With his wife away, Danny ate dinner at the Gray Moose, a classic dark-wood pub. He signaled to a waiter for another beer.
“Sure thing, Mr. McGowan.”
With that, an attractive dark-haired woman sitting at the bar near his table shouted, “You’re Danny McGowan! Oh my God, I knew you looked familiar.”
Danny sighed as she rushed toward him. He couldn’t help but notice her long legs in tight jeans.
“I grew up in Detroit when you pitched those back-to-back twenty game seasons. I still have your autograph, if my shit of an ex-boyfriend didn’t take it.”
Ditzy, Danny thought. He stuffed a slice of beef in his mouth, hoping she’d take a hint.
“I can’t believe I’m talking to Danny McGowan. I had the biggest crush on you when I was fifteen.”
He calculated that to be about ten years ago when he was in his late twenties. A few years later he’d blow out his shoulder.

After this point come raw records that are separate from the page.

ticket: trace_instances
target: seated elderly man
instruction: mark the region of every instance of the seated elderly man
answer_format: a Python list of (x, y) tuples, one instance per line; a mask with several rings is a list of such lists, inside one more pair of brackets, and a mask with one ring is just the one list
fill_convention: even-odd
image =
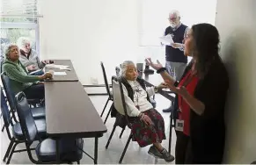
[(14, 44), (9, 45), (5, 50), (3, 70), (11, 79), (10, 85), (12, 91), (15, 95), (23, 91), (28, 99), (44, 98), (44, 84), (39, 81), (52, 78), (52, 75), (46, 73), (42, 75), (30, 75), (18, 58), (19, 51), (18, 46)]
[[(17, 44), (19, 47), (20, 62), (26, 68), (29, 73), (33, 72), (31, 75), (41, 75), (44, 74), (42, 70), (40, 70), (45, 67), (46, 64), (50, 63), (50, 61), (40, 61), (37, 56), (37, 53), (30, 47), (30, 41), (26, 37), (20, 37)], [(38, 70), (38, 72), (36, 72)]]
[(153, 144), (148, 152), (150, 154), (172, 161), (174, 157), (161, 145), (162, 140), (166, 139), (164, 118), (150, 102), (150, 97), (155, 94), (155, 90), (166, 86), (161, 83), (157, 87), (146, 89), (143, 80), (137, 75), (137, 69), (132, 61), (122, 63), (121, 80), (128, 115), (132, 123), (133, 140), (137, 141), (141, 147)]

The waiter brought his beer. She wasn’t going away. He wasn’t telling her to leave, either.
“What have you been doing lately? Coaching or something?” She took a breath and waited for him to speak.
“Nah. I’m out of baseball.” He spoke slowly, hesitantly. But she had the wide-eyed stare of a fan, and it encouraged him. “I work a little with kids and do some charity stuff. When I retired, I moved out here with my wife.” He hoped mentioning Kate would create distance between them.
She slid into the booth opposite him, grabbed his beer and downed half of it.
A few drinks later, he was in his car following her home.
What the hell was he doing? He thought of what he had put Kate through during his days on the road. He knew he should go home and call her. Instead, he turned off his phone.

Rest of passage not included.